LIVE VIDEO — Testimony resumes in the trial of a former Rutgers student accused of using a webcam to spy on his roommate's intimate encounter with another man.
By The Associated Press
NEW BRUNSWICK, N.J. -- A former Rutgers student who was charged with invasion of privacy for using a webcam to spy on another student testified Tuesday that the paperwork got it wrong when she was arrested.
Molly Wei told jurors that while she viewed live images of a student's intimate dormroom encounter with another man, she neither recorded nor broadcasted that video.
Wei was on the stand for the second day in the bias intimidation and invasion of privacy trial of former student Dharun Ravi.
Ravi's roommate Tyler Clementi committed suicide days after the alleged spying in September 2010.
John O'Boyle / The Star-Ledger via AP
Molly Wei testifies on Monday in a New Brunswick, N.J., courtroom.
Wei entered a program to keep her record clean if she complies with a list of conditions, including truthful testimony.
Ravi faces 15 criminal charges including invasion of privacy and bias intimidation.
On Monday, Wei said she and Ravi watched the streaming images from his computer after Clementi asked to have the dorm room to himself so he could have company.
"First of all, it was shocking. It felt wrong. We didn't expect to see that. And now that what we did, it was like we shouldn't have seen it," Wei said in testimony Monday. "We didn't want people to know what had happened."
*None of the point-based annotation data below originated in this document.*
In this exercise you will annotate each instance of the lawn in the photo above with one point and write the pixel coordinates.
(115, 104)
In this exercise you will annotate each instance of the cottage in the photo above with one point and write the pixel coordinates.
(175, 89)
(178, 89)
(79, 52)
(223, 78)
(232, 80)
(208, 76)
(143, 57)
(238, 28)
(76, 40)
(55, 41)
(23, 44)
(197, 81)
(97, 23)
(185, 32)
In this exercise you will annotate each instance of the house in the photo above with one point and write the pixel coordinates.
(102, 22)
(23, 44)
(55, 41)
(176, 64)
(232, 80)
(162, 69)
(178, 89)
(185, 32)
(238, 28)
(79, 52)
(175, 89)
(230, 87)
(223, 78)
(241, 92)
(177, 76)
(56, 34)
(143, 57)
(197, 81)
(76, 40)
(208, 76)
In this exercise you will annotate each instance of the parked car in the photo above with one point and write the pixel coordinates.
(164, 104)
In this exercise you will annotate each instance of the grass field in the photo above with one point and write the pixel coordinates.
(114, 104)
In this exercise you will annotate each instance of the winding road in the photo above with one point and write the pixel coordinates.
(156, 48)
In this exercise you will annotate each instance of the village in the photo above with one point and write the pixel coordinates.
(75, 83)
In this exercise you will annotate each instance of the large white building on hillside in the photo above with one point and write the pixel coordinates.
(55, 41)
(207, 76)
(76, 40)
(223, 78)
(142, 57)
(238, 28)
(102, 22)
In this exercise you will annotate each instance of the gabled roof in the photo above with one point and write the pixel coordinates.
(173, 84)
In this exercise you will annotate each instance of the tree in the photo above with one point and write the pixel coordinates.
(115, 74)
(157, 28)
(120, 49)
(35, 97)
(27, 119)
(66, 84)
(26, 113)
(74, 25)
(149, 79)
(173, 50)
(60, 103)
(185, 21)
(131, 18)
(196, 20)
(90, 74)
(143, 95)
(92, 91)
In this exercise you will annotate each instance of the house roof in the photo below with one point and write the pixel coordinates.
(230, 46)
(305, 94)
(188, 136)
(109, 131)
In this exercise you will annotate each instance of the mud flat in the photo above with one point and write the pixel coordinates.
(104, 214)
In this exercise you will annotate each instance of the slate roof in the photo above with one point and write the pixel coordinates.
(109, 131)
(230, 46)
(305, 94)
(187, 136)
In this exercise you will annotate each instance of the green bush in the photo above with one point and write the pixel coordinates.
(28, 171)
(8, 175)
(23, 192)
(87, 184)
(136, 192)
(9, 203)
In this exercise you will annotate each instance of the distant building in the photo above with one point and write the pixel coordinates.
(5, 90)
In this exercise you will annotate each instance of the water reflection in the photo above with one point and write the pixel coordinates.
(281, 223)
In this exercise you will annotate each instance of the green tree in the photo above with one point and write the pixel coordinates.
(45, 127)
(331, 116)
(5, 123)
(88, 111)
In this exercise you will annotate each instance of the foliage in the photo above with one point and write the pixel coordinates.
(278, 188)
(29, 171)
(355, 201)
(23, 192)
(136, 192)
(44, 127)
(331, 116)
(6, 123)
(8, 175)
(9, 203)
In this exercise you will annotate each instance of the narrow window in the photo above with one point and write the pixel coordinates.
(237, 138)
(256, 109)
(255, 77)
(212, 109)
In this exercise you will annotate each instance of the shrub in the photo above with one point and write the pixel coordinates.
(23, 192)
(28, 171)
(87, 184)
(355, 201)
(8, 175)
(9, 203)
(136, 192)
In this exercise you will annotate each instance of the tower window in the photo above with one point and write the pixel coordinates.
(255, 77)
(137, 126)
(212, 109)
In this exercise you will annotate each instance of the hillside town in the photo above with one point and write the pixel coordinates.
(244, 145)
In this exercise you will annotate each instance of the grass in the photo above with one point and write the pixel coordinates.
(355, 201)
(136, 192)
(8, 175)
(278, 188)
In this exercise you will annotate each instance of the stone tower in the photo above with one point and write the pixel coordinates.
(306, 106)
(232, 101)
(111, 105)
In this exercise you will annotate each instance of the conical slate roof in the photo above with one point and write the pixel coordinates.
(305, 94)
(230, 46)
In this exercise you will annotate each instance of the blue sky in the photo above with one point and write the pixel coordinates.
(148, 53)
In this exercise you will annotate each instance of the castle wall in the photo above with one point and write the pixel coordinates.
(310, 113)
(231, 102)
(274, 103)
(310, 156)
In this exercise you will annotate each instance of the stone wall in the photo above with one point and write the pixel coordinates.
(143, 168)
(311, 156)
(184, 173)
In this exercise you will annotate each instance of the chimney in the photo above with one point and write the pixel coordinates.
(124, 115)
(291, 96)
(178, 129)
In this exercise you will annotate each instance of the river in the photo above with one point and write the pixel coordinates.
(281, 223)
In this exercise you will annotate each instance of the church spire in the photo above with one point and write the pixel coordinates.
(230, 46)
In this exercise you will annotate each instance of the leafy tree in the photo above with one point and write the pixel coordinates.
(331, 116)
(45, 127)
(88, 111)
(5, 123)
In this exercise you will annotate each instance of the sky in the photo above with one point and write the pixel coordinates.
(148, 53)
But, Wei testified, within minutes, she and Ravi were online chatting with friends about seeing two men kissing. And within the hour, Wei said, she agreed to show a few seconds of the video stream to four other women who visited her dorm room. Still, she said, Ravi didn't seem to intend to humiliate or intimidate Clementi.
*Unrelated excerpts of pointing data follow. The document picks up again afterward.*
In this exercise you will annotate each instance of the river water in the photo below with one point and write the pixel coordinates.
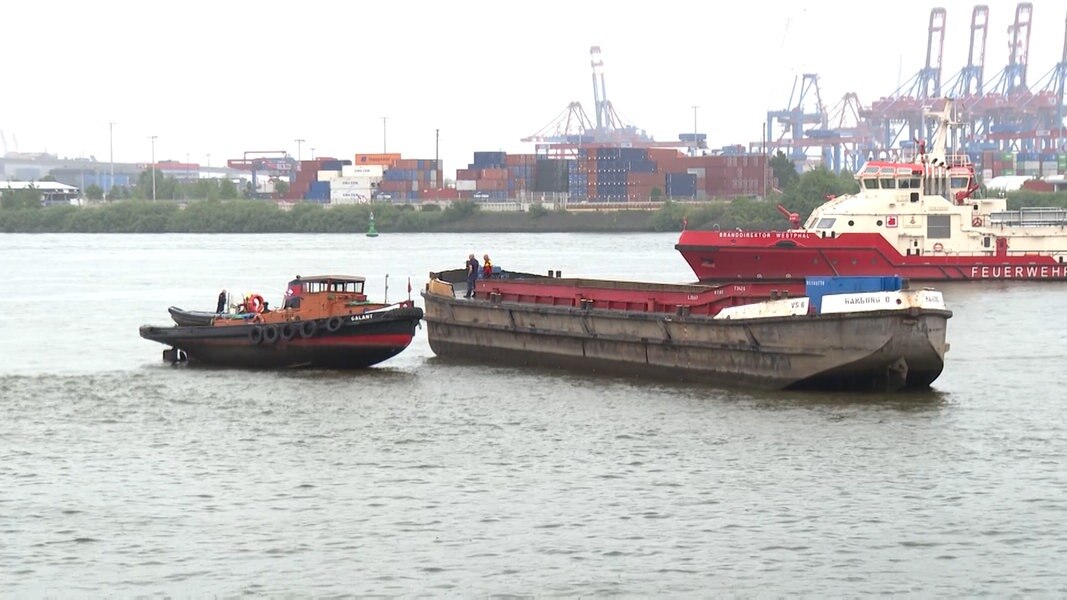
(124, 476)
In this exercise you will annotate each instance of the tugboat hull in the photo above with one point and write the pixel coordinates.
(341, 343)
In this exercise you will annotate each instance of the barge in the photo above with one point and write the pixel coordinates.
(768, 335)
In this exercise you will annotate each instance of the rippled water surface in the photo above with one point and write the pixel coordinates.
(123, 476)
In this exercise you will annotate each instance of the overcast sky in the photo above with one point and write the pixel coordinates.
(224, 77)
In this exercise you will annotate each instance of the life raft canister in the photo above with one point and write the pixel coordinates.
(255, 303)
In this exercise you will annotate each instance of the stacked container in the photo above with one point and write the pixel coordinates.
(1028, 163)
(408, 178)
(486, 178)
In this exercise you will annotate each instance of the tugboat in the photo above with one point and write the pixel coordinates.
(920, 220)
(325, 322)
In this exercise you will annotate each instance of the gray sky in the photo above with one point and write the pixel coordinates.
(225, 77)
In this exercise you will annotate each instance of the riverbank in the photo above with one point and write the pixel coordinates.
(208, 217)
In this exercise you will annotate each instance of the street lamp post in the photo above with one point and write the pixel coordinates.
(696, 145)
(153, 138)
(111, 158)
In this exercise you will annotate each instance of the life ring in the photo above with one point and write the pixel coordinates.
(287, 331)
(255, 303)
(270, 334)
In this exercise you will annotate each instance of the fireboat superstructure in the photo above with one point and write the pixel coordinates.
(921, 219)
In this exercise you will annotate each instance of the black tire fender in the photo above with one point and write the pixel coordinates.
(270, 334)
(287, 331)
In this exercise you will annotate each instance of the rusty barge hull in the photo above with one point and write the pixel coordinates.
(885, 350)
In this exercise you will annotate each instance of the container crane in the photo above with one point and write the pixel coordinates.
(1012, 80)
(785, 128)
(1048, 103)
(903, 112)
(968, 83)
(572, 128)
(273, 163)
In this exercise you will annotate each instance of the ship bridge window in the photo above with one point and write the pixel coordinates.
(938, 226)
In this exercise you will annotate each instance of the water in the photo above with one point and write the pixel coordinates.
(121, 475)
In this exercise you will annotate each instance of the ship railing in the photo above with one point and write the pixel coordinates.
(1032, 217)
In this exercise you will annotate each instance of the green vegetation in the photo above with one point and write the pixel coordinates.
(20, 200)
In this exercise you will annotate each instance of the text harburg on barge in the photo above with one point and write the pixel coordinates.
(732, 334)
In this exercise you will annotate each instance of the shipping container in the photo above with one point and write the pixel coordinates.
(383, 159)
(489, 159)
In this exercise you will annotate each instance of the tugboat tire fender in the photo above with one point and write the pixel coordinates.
(270, 334)
(287, 331)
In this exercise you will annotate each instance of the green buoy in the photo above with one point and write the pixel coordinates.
(371, 232)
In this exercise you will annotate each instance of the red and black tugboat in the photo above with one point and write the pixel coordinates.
(920, 220)
(325, 322)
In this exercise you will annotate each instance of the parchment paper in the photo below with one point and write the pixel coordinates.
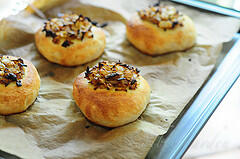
(53, 127)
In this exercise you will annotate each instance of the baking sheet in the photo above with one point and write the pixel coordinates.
(53, 127)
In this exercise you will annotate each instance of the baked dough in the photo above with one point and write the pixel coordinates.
(111, 105)
(19, 87)
(70, 40)
(161, 29)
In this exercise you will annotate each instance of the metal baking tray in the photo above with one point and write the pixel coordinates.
(192, 119)
(189, 123)
(184, 130)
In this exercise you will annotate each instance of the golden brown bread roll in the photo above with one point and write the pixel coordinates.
(19, 84)
(161, 29)
(70, 40)
(111, 94)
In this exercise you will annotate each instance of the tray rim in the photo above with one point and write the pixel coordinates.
(177, 141)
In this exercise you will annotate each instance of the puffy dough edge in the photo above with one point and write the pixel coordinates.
(152, 40)
(80, 52)
(110, 108)
(15, 99)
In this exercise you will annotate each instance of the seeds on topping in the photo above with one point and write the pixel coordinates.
(67, 28)
(11, 70)
(165, 17)
(113, 76)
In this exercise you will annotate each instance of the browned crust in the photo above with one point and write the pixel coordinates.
(152, 40)
(76, 54)
(110, 108)
(15, 99)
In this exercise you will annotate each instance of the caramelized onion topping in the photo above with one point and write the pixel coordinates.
(11, 70)
(165, 17)
(113, 76)
(68, 27)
That could be a key issue because to convict Ravi of bias intimidation, a hate crime punishable by up to 10 years in prison, prosecutors will have to convince the jury that Ravi acted out of bias toward gays.
Both times she saw the stream, Wei said, Clementi and another man were standing in front of Clementi's desk kissing. And both times, she said, she saw only seconds.
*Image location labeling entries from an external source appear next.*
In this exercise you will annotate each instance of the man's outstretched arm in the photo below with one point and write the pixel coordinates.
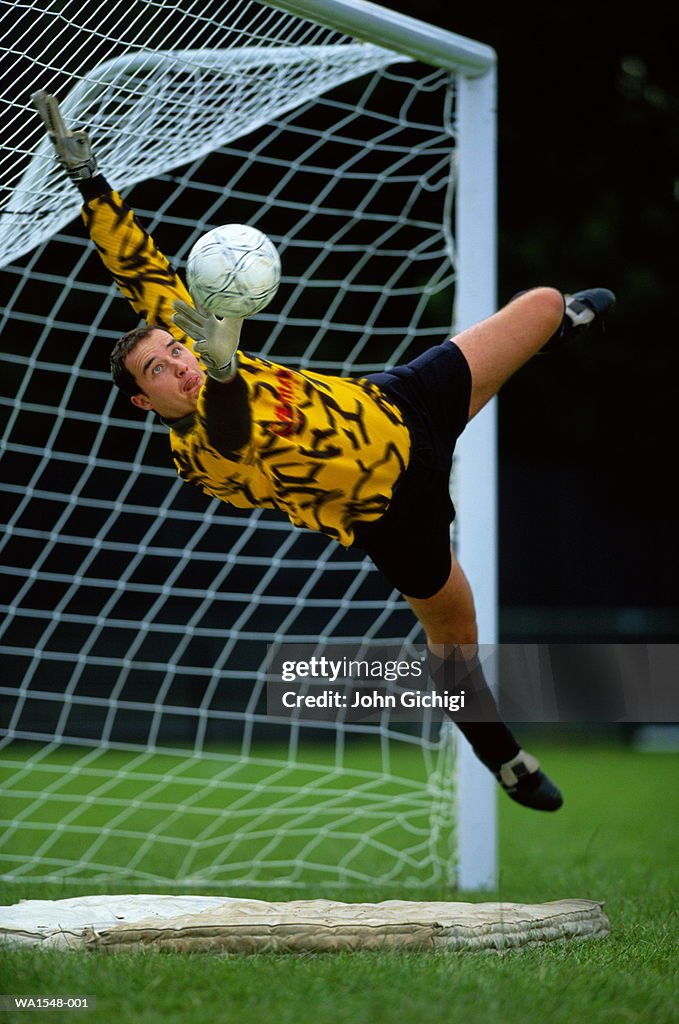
(143, 274)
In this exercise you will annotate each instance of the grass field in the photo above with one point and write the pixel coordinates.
(616, 840)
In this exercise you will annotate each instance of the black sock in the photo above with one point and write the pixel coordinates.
(479, 721)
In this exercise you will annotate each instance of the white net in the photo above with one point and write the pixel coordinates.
(137, 612)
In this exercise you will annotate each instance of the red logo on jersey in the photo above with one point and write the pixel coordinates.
(288, 418)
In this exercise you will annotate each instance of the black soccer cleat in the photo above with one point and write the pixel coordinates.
(582, 310)
(523, 781)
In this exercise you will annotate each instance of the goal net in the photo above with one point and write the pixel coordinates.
(138, 613)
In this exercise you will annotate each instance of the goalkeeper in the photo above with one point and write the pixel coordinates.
(365, 461)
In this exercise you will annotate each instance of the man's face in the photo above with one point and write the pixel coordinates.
(168, 374)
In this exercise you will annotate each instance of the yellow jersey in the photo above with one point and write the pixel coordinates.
(327, 451)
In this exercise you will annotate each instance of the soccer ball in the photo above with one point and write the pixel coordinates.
(234, 270)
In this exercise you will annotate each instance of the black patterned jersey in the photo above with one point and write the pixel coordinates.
(327, 451)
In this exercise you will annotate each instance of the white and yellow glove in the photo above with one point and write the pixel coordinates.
(216, 340)
(73, 148)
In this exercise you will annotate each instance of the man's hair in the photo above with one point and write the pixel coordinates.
(121, 375)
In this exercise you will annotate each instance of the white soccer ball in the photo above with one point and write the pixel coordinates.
(234, 270)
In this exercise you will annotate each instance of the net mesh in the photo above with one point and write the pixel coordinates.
(138, 612)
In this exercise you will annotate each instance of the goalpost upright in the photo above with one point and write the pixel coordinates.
(475, 218)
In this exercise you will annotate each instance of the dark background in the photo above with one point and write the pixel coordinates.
(588, 141)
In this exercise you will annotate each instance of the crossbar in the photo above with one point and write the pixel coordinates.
(401, 33)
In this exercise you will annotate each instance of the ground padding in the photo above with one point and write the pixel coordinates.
(185, 924)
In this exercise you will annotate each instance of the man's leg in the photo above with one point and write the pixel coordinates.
(449, 621)
(540, 318)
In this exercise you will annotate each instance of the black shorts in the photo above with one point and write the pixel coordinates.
(411, 543)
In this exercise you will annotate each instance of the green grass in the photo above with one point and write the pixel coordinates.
(616, 840)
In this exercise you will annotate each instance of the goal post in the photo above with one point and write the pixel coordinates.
(138, 615)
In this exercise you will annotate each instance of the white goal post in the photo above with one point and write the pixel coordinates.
(363, 141)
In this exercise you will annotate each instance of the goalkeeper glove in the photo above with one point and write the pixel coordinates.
(216, 340)
(73, 147)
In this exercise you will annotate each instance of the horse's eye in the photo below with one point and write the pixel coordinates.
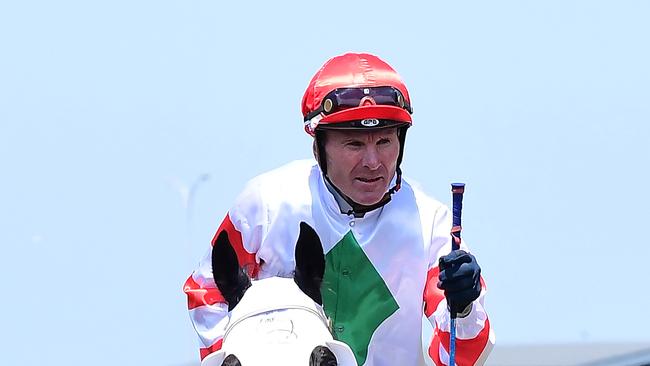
(231, 360)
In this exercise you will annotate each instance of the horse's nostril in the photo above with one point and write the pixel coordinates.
(322, 356)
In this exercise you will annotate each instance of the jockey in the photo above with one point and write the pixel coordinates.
(387, 244)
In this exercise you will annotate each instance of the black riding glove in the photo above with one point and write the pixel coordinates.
(460, 278)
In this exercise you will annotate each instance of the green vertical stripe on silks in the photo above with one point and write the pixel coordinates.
(355, 297)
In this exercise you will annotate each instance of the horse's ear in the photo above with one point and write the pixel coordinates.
(231, 360)
(310, 263)
(230, 279)
(322, 356)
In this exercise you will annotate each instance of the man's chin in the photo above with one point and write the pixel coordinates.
(368, 200)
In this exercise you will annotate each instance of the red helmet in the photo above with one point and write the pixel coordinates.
(356, 90)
"It was the exact same image except that they had taken their tops off," she said of the second viewing, which she said was at the request of one of several other students who visited her room. "As soon as they saw it, I turned it off."
On cross-examination from Ravi's lawyer, she said that there was no plan to humiliate or intimidate Clementi.
Also expected to testify on Tuesday is the student resident assistant whom Clementi told about the alleged spying.